Moro tornou-se ministro da justiça de Bolsonaro e deixou seu governo acusando-o de interferência na Polícia Federal. Ele acaba de ser eleito senador, vinculando sua imagem mais uma vez ao presidente. Deltan Dallagnol, o procurador federal que apresentou um agora infame PowerPoint para acusar Lula, também foi eleito para a câmara dos deputados, prometendo trazer a Lava-Jato para o Congresso.

Lula, de 76 anos, começou na política como metalúrgico e dirigente sindical, e foi perseguido pela ditadura militar. Ele ajudou a fundar o único partido ao qual esteve ligado, o PT. Bolsonaro, 67 anos, entrou na política quando deixou o exército, após ter sido processado por protestar por salários e supostamente planejar plantar bombas no quartel-general. Durante quase três décadas na Câmara dos Deputados, defendeu o regime militar e seus métodos, incluindo a tortura. Ele já foi afiliado a nove diferentes partidos.

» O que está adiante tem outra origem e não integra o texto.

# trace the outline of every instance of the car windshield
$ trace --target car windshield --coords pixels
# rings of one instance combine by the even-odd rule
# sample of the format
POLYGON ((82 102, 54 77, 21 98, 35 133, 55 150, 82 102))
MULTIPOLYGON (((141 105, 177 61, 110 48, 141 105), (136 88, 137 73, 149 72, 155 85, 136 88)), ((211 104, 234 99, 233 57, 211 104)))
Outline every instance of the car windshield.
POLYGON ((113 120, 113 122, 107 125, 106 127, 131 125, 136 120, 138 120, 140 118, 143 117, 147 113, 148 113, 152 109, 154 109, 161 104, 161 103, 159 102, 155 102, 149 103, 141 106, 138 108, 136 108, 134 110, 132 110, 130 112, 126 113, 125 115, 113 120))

Ainda enquanto deputado federal, Bolsonaro percorreu o país planejando uma candidatura presidencial e construiu um organizado e bem alimentado ecossistema de redes sociais. As pessoas já vestiam camisetas que estampavam seu rosto e colavam adesivos em seus carros para apoiá-lo antes mesmo de ele começar uma campanha oficial.

Agora ele conta com o apoio dessa base e dos votos dos antipetistas; grupos que incluem muitas pessoas que acreditam em notícias falsas que afirmam que Lula poderia perseguir padres católicos, tal qual Daniel Ortega na Nicarágua, confiscaria todo o seu dinheiro, ou que o sistema eleitoral, que elegeu o próprio Bolsonaro muitas vezes não seria seguro, para citar alguns exemplos.

Como presidente, Bolsonaro foi questionado por sua má gestão da pandemia da COVID-19, com mais de 686.000 mortes no país; elevadas taxas de desmatamento e destruição da Amazônia e suspeitas de corrupção envolvendo ele próprio e a sua família bem como membros do governo.

Mas milhões ainda votaram nele, e elegeram os seus ex-ministros do meio ambiente, Ricardo Salles, e da saúde, Eduardo Pazuello (ambos do PL), o segundo deputado federal mais votado do Rio de Janeiro.

Após a confirmação dos resultados do primeiro turno, o presidente disse que os institutos de pesquisa foram desmoralizados. Dois dias depois, seu ministro da justiça pediu a Polícia Federal para que investigassem os institutos, e seu ministro das comunicações está pedindo aos apoiadores de Bolsonaro para que estes não respondam a quaisquer sondagens.

O segundo turno entre Bolsonaro e Lula acontecerá no dia 30 de outubro.